Makoto Iwahashi says that is not unusual, particularly for new starters in a company. He works for Posse, an organisation that runs a helpline for young workers, and says most of the calls are complaints about long working hours.
“It’s sad because young workers think they don’t have any other choice,” he tells me. “If you don’t quit you have to work 100 hours. If you quit you just can’t live.”
Mr Iwahashi says declining job security have made the situation worse.
“We had karoshi is the 1960s and 70s, the big difference is they had to work long hours but they were secured lifetime employment. That’s not the case anymore.”
Official figures put cases of karoshi in the hundreds each year, counting heart attacks, strokes and suicides. But campaigners say the real figure is much higher.
Nearly a quarter of Japanese companies have employees working more than 80 hours overtime a month, often unpaid, a recent survey found. And 12% have employees breaking the 100 hours a month mark.
Those numbers are important; 80 hours overtime a month is regarded as the threshold above which you have an increased chance of dying.
Japan’s government has been under increasing pressure to act, but the challenge has been to break a decades-old work culture where its frowned upon to leave before your colleagues or boss.

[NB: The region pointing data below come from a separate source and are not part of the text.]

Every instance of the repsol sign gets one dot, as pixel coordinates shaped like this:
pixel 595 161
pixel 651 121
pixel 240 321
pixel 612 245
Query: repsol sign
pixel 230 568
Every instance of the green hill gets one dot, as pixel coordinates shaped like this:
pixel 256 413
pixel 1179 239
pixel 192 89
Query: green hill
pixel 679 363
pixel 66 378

Earlier this year the government introduced ‘Premium Fridays’, encouraging firms to let their employees out early, at 3pm, on the last Friday each month. They also want Japanese workers to take more holiday.
Workers are entitled to 20 days leave a year but currently about 35% don’t take any of it.
Turning off the lights
In the local government offices in Toshima, a district of downtown Tokyo, they have resorted to turning the office lights off at 7pm in an effort to force people to go home.
“We wanted to do something visible,” says manager Hitoshi Ueno.
“It’s not just about cutting working hours. We want people to be more efficient and productive, so that everyone can protect and enjoy their spare time. We want to change the work environment in total.”
In focusing on efficiency he may have a point. While the country may have some of the longest working hours it is the least productive of the G7 group of developed economies.
But campaigners say these measures are piecemeal and fail to address the core problem: that young workers are dying because they are working too hard and for too long.
The only solution they say is to put a legal limit on the overtime employees are permitted to work.
Earlier this year the government proposed limiting average overtime to 60 hours a month though firms would be allowed to up this to 100 hours during “busy periods” – well into the karoshi red zone.
Critics say the government is prioritizing business and economic interests at the expense of the welfare of workers.
“The Japanese people count on the government but they are being betrayed,” says Koji Morioka, an academic who has studied the karoshi phenomenon for 30 years.
In the meantime, more young workers are dying and the support groups for bereaved families keep getting new members.
Michiyo Nishigaki, who lost her son Naoya, says the country is killing the very workers it should be cherishing.
“Companies just focus on short-term profits,” she says. “My son and other young workers don’t hate work. they are capable and they want to do well.
“Give them the opportunity to work without long hours or health problems and the country would be privileged to have them.”